Japan Overseas Infrastructure Investment Corporation (JOIN) and India’s Adani Port are among foreign and Sri Lankan companies seeking a stake in the container terminal
The Sri Lankan government has asked stakeholders in Colombo Port’s East Container Terminal (ECT) project to come up with a joint proposal to share a 49% stake in it.
The Chairman of the Sri Lanka Ports Authority (SLPA), Maj.Gen. (Rtd) Daya Ratnayake, said that the SLPA will have 51% stake in the company to be formed to build and run the terminal and the remaining 49% will be held by a group of foreign and local companies.
These non-SLPA stakeholders have been asked to come up with a joint proposal to share a 49% stake in it.
He refuted news reports that 49% will be held exclusively by the Adanis of India.
He also trashed a report that the government-appointed committee to look into the investment pattern had rejected the demand of the workers’ unions that India should be kept completely out of the project.
All those who have a stake in the port are welcome to pitch in with their proposals, Gen. Ratnayake said.
Sri Lankan and foreign companies, which are interested in investing in the ECT, have been asked to come up with a joint proposal. This would then be taken up by the cabinet appointed negotiating committee. The committee’s recommendation would be submitted to the cabinet for discussion and a decision.
“The process is on. It has reached the half-way mark,” Gen.Ratnayake said.
The SLPA chairman further said that the Adanis from India and the Japanese investment company the Japan Overseas Infrastructure Investment Corporation (JOIN), would be among several foreign and Sri Lankan shareholders in the ECT company.

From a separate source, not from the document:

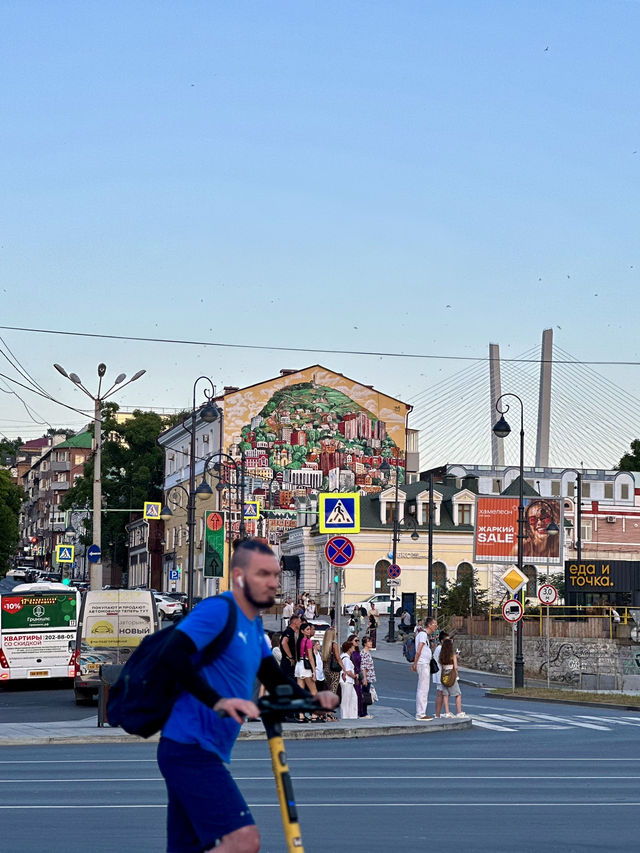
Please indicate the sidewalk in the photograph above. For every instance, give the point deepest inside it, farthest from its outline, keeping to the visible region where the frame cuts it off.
(386, 721)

The Japan Overseas Infrastructure Investment Corporation (JOIN) gathers and analyzes information about business opportunities and acts as an intermediary between foreign and Japanese companies. To this end, JOIN has entered into Memorandums of Understanding (MOUs) with various overseas partners to promote cooperation and exchange of information, JOIN’s website said. JOIN has already executed infrastructure projects in India, Brazil, Vietnam and Myanmar among other countries since 1994.
The Adan iGroup has emerged as India’s largest private port operator, running 11 ports and terminals across Gujarat, Odisha, Goa, Andhra Pradesh, Tamil Nadu and Kerala. It accounts for about 22% of India’s total port capacity, and handles over 200 million tonnes of cargo a year.
“Unlike the major ports controlled by the government, they can take quick decisions and have always been customer-oriented,: the website says.
The Adani group bought a 75% stake in Krishnapatnam Port in Andhra Pradesh, helping it improve its market share to nearly 27%. It also purchased Odisha’s Dhamra Port in 2014 and Tamil Nadu’s Kattupalli Port in 2016.
Sri Lankan Companies
There are Sri Lankan companies which could take a stake in the ECT. John Keells could be one them. John Keells already operates the South Asia Gateway Terminal (SAGT) in Colombo port along with the SLPA and other internationals companies.
SAGT has 60% Sri Lankan shareholding. It is backed by John Keells Holdings, APM Terminals, SLPA and Peony investments (subsidiary of Evergreen Marine Corporation).
23 trade unions have been agitating and demonstrating against granting any stake to India or an Indian entity in the ECT. They are supported by the left-nationalist Janata Vimukthi Peramuna (JVP), a section of Buddhist monks, and influential sections of the government. But President Gotabaya Rajapaksa has been keen on involving India in the Colombo port for economic as well as geo-political reasons.
Gotabaya feels that India’s interests should be served to maintain a balance in Sri Lanka’s relations with the two regional powers – India and China.
China has already been given the Hambantota port on a 99 year lease. A Chinese company runs the Colombo International Container Terminal (CICT) with an 85% stake. This has created tension in New Delhi.
The economic reason for wanting to involving India in the ECT project is that 66% of Colombo port’s business is accounted for by Indian transshipment. President Gotabaya is believed to be going along with Indian Foreign Minister S.Jaishankar’s contention that India has a natural interest in the development and security of Colombo port and therefore it could seek a presence in it.
The Sri Lankan Foreign Secretary Adm. Jayanath Colombage recognizes that Sri Lanka comes under India’s defense umbrella and that Sri Lanka should not pose a threat to India’s security. Alarm bells had gone off in Delhi when a Chinese submarine visited Sri Lanka in 2014 and docked in the Chinese-run terminal.
When President Gotabaya visited a village a few days ago, he disabused the village folk of the notion spread by the port unions, that 49% of the stake in the ECT will be given to India or to an Indian company. He clarified that there would be other investors beyond India and Japan. The President also told the people that the previous government (headed by Ranil Wickremesinghe) had already signed a Memorandum of Cooperation with India and Japan on the ECT in 201I9 and that this bilateral agreement could not be annulled.